Queria voltar no tempo. No meu tempo. E dividir com os de hoje um pouco de tudo que vivi. Por mais que os hoje tenham os confortos e as maravilhas da tecnologia, queria que experimentassem as emoções de minha época.
Se eu tivesse uma máquina do tempo, além da que existe dentro da minha cabeça, eu os transportaria para os anos de antigamente.
Seriam meus convidados para um baile à meia-luz no clube de uma cidade do interior. Com "orquestras", mesas forradas com lindas toalhas e arranjo de flores envolvendo um vela acessa.
Ouviriam novelas no rádio, construindo as cenas na imaginação, com mais emoção do que podem oferecer todas as TVs tela plana de não sei quantas polegadas.
Convidaria a todos para colocar as cadeiras nos passeios, por volta das 5 da tarde. E bater papo com os vizinhos, conversar fiado, falar de política e das crianças, da vida, da fé e de tudo mais um pouco.
Aos domingos, os levaria a uma sessão de cinema. Talvez tivéssemos que esperar pela sessão das 8, porque a das 6 certamente estaria lotada. Não sei se os filmes lhes agradaria, com muito romance, belas músicas, aventuras e muito tiro - mas tiro que não derramava litros de sangue. Morria-se nas guerras, mas sem as mutilações dos filmes modernos. No meu tempo não precisava de tanto realismo sádico. A morte de um soldado ou de um mocinho era uma morte como todas as outras. Mas a emoção era maior porque preservava a cara bonita do ator ou da atriz. A morte não chocava, embora houvesse clima de velório no cinema, arrancando lágrimas nas moças e nos rapazes prevenidos com seus lenços a disfarçar emoções. Assim como o beijo era um selinho suficiente para que umas e outros não dormissem naquela noite.
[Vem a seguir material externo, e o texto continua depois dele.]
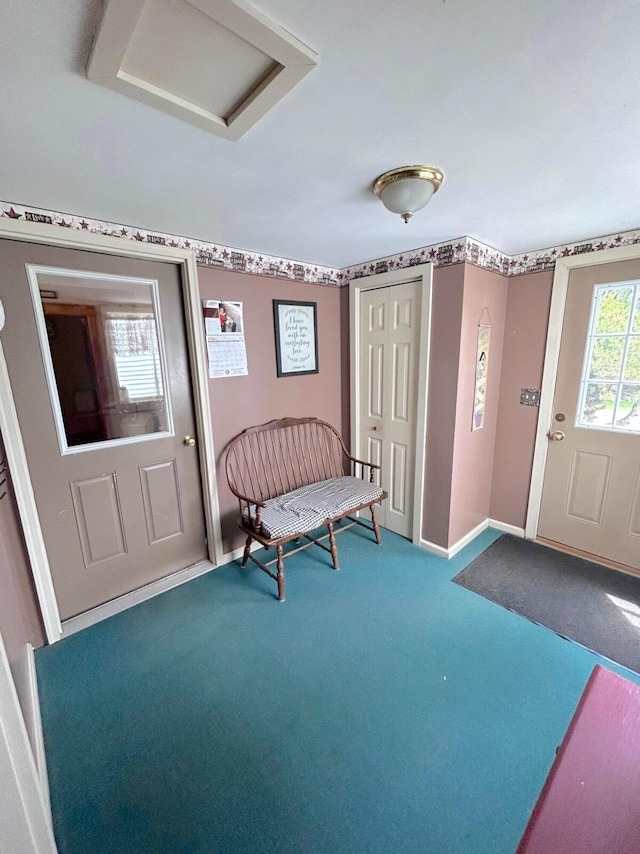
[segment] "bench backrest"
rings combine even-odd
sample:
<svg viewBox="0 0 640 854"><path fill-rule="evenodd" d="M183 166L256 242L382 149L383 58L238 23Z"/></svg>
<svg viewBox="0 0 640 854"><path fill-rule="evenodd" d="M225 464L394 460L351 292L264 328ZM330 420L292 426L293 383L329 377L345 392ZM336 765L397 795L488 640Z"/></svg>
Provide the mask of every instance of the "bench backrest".
<svg viewBox="0 0 640 854"><path fill-rule="evenodd" d="M341 477L346 449L317 418L281 418L249 427L227 446L226 473L241 498L267 501L300 486Z"/></svg>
Dançaríamos em autênticas festas juninas, levantando muita poeira nos bailes pé-no-chão, nas ruas ou quintais das casas. Uma sanfona bem tocada era o quanto bastava para a animação noite a dentro. As quadrilhas eram caipiras e a gente não precisava de fantasia. Éramos naturalmente caipiras.
Se voltássemos um pouco mais, na infância, enturmaria todos, meninos e meninas, nas respectivas disputas de bolinha de gude, na roda de pião, nas aprumadas de papagaio, pelada ou queimada, enquanto minhas irmãs pulariam corda, pulariam amarelinha, jogariam bibloquê ou brincariam de boneca. Vocês ganhariam um ou mais cachorros e não precisariam se preocupar com eles. Os banhos eram com sabão de cozinha e a comida os restos da mesa do almoço e do jantar. Nada de lojas pets e mil produtos.
Vocês seriam mais religiosos no meu tempo. Porque a fé era simples e talvez este seja o mistério da verdadeira fé. Acreditava-se sem questionamentos, sem teorias desta ou daquela libertação. Não havia a pretensão de se entender ou explicar o que não estava ao alcance de nossas inteligências. As procissões eram silenciosas e as orações, coerentes, eram rezadas com o coração. Olhávamos para a noite estrelada e a imensidão do cosmo nos revelava a força e a energia que havia criado naquele despropósito de grandeza. A fé, em suma, era um sexto sentido. Onipresente. Reveladora.
Nosso país era pobre. Não haviam estradas, eletrodomésticos, computadores, I-fones, copiadoras 3D, TV, shoppings centers e outras comodidades e confortos para mascarar uma qualidade de vida péssima. Pouco nos bastava. E mesmo o povo mau remunerado e muitas vezes explorado, pelo menos tinha uma casa humilde com quintal, galinhas, hortas e um sistema público de saúde que, pasmem, funcionava através dos institutos por categoria profissional.
Dormíamos com portas e janelas encostadas. A violência ficava restrita aos filmes bang-bang. Crimes hediondos eram raros mesmo nos grandes centros. E quando aconteciam eram material de reportagem por meses nas grandes revistas da época(O Cruzeiro e Manchete). Bandidos famosos(raros) usavam uma Colt 45 ou um 38. Havia corrupção. Sempre houve, mas comparada a praticada hoje, nivelariam nossos corruptos aos ladrões da galinha.
O Brasil era simples, feliz, ordeiro e religioso.